Google Groups no longer supports new Usenet posts or subscriptions. Historical content remains viewable.
Dismiss

mozilla-central/inbound closed -- we hit the Windows PGO memory limit

166 views
Skip to first unread message

Ehsan Akhgari

unread,
Jan 21, 2013, 3:47:53 PM1/21/13
to dev-pl...@lists.mozilla.org, JP Rosevear
I'm sorry that I have to be the bearer of bad news about our trees, but
we have finally started to hit the linker maximum memory size when
linking libxul as part of our Windows PGO builds, and as a result,
mozilla-central and inbound are CLOSED for now.

I propose the following:

1. mozilla-central/inbound will remain closed to all check-ins except
the ones that do not add any code which gets linked into libxul on Windows.
2. We need to start moving code out of libxul again. I have filed bug
827985 to move webrtc/trunk out of libxul, and we need a patch for that
*ASAP*. If you have ideas on other code which can be moved out of
libxul, please share them. We need ideas and patches immediately as
this blocks all development on mozilla-central.
3. We fix bug 827985 and any other bugs that will hopefully get proposed
in this thread, and measure the difference in PGO builds, and hopefully
get things to a point where we can reopen the tree temporarily.

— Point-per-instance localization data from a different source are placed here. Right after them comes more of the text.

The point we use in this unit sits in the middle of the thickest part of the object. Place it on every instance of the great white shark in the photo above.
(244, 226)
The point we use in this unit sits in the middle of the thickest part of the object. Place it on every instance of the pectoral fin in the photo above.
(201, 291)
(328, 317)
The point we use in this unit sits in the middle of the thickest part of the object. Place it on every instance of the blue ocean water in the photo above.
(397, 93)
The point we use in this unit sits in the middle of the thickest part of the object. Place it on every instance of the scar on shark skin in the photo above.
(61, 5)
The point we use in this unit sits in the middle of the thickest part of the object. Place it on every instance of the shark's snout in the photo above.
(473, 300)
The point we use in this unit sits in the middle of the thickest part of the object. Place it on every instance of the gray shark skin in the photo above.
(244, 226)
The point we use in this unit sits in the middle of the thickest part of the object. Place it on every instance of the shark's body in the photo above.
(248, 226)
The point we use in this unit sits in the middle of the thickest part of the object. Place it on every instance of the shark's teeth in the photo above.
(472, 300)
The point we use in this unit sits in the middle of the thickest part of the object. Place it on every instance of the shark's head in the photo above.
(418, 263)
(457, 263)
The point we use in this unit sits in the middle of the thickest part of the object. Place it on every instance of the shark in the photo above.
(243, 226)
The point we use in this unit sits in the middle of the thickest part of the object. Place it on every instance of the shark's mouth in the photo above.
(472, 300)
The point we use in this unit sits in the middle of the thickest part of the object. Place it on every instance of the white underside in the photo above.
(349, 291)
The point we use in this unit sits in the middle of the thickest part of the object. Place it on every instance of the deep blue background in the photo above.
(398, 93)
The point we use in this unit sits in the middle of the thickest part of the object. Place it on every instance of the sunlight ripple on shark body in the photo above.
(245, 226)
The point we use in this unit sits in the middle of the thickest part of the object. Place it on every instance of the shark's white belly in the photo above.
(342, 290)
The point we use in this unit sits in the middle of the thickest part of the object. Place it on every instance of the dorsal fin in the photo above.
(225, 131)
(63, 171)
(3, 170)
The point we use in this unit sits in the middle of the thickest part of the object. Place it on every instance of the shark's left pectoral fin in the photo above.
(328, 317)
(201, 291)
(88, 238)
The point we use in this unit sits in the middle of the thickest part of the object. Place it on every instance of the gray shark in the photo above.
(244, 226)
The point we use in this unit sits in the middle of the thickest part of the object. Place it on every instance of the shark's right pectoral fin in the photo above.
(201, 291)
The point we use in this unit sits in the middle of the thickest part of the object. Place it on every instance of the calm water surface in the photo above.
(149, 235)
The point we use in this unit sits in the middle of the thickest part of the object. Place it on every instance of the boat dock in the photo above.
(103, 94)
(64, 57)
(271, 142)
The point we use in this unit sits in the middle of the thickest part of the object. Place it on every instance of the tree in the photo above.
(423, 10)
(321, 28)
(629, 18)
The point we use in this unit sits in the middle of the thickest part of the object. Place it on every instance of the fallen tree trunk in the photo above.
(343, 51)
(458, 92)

Once we do the above, we can start having a conversation about what we
can do about this in the longer run. I'd appreciate if we keep this
thread focused on the immediate problem, and not on the larger problem
of what we can to in order to mitigate this in the long run.

Cheers,
Ehsan

Marco Bonardo

unread,
Jan 21, 2013, 4:23:39 PM1/21/13
to
On 21/01/2013 21:47, Ehsan Akhgari wrote:
> 1. mozilla-central/inbound will remain closed to all check-ins except
> the ones that do not add any code which gets linked into libxul on Windows.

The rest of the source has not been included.